Type of impact driver | Impact driver category | Input/ output | Examples of specific, measurable impact drivers related to biodiversity |
Direct | Land-/sea-use change | Output | Area of land converted from natural forest to agricultural land, area of seabed used to install a windfarm |
Direct exploitation | Input | Number of animals displaced due to project installation | |
Climate change | Output | Emission of GHGs into the atmosphere | |
Pollution | Output | Wastewater entering the marine environment, agricultural runoff, operational noise | |
Invasive alien species | Output | Movement of invasive species through shipping and transportation of goods | |
Indirect | Demographic and sociocultural | Output | Increase in human population near project site, change in consumption pattern of local resources (by humans) |
Economic and technological | Input | Trade of species |
The IUCN Threats Classification Scheme (IUCN n.d.) details the categories of threats arising from impact drivers in a hierarchical structure. It details current drivers of decline for individual species, including historical threats that are no longer active and future threats that are likely to occur within three generations or ten years. This can be used to help identify impact drivers posing a threat to, and consequently impacting on, biodiversity. Activities highlighted as having a greater threat would be deemed as having a higher risk and should be prioritized for avoidance, mitigation, and offsetting in line with the mitigation hierarchy.

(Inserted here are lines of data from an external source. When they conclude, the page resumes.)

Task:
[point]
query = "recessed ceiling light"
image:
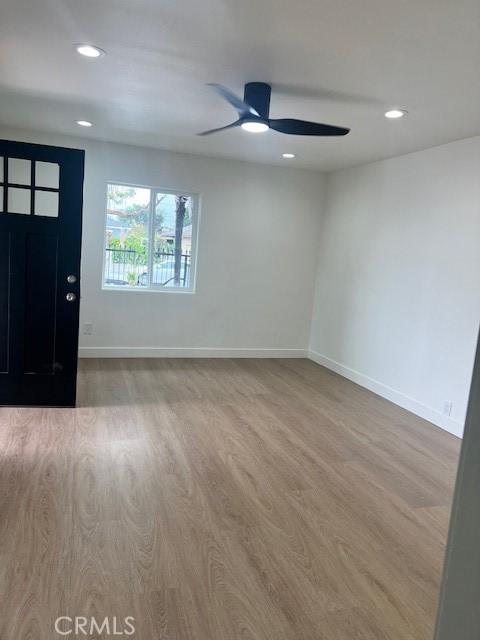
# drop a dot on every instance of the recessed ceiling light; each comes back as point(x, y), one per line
point(395, 113)
point(89, 51)
point(254, 127)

b. Identifying dependencies
As biodiversity is an integral part of natural capital stocks, and underpins the goods and services that stocks generate, businesses inherently depend on biodiversity. For example, a coffee plantation will be dependent on the pollination of its coffee plants to yield coffee beans (see figure 5.1). A successful coffee yield is dependent on the habitat (a component of biodiversity) used to grow the coffee plants and the pollinators within the area.

ENCORE (Exploring Natural Capital Opportunities, Risks, and Exposure) is an online tool to help businesses identify the impact and dependency pathways related to their business activities. It is applicable to all business sectors and financial institutions and details how impacts and dependencies on natural capital may pose a business risk if environmental degradation occurs.